The quality of electronic patient records in Finnish primary healthcare needs to be improved

Abstract
Objective. To analyse the technical quality of electronic patient records in relation to legislation and to evaluate their quality associated with the quality of consultations as rated by patients and GPs. Design. Cross-sectional study of electronic patient records. Setting. Four primary healthcare (PHC) centres in Finland using three different electronic patient record systems. Subjects. Patient records of 175 PHC consultations by 50 GPs, rated as the best (n=86) and the worst (n=89) of a total of 2191 consultations. Main outcome measures. Documentation of records compared with legislation, the general informative value of records, and its relation to the experienced quality of consultations and to the electronic system employed.
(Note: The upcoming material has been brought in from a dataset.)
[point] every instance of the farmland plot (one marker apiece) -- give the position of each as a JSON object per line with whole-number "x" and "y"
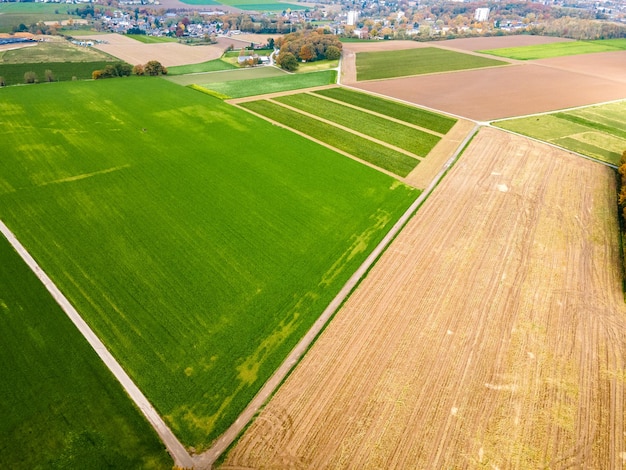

Results. Reason for encounter was mentioned in 79% of cases and patient history in 32%. An acute problem was described moderately well or well in 84%, examination findings in 62%, medical problem or diagnosis in 90%, and treatment in 95% of cases. Medication was documented adequately in 38% of the cases where medication was documented. Concerning general informative value, 18% were assessed as poor, 62% as moderate, and 20% as good. No correspondence was found between experienced quality of consultation and general informative value in the patient records. The quality of patient records was found to change according to the electronic system employed. Conclusions. Finnish patient records are inadequate documents of consultations and below the standard of that country's legislation. Developing better models of recording would guarantee a higher quality of work.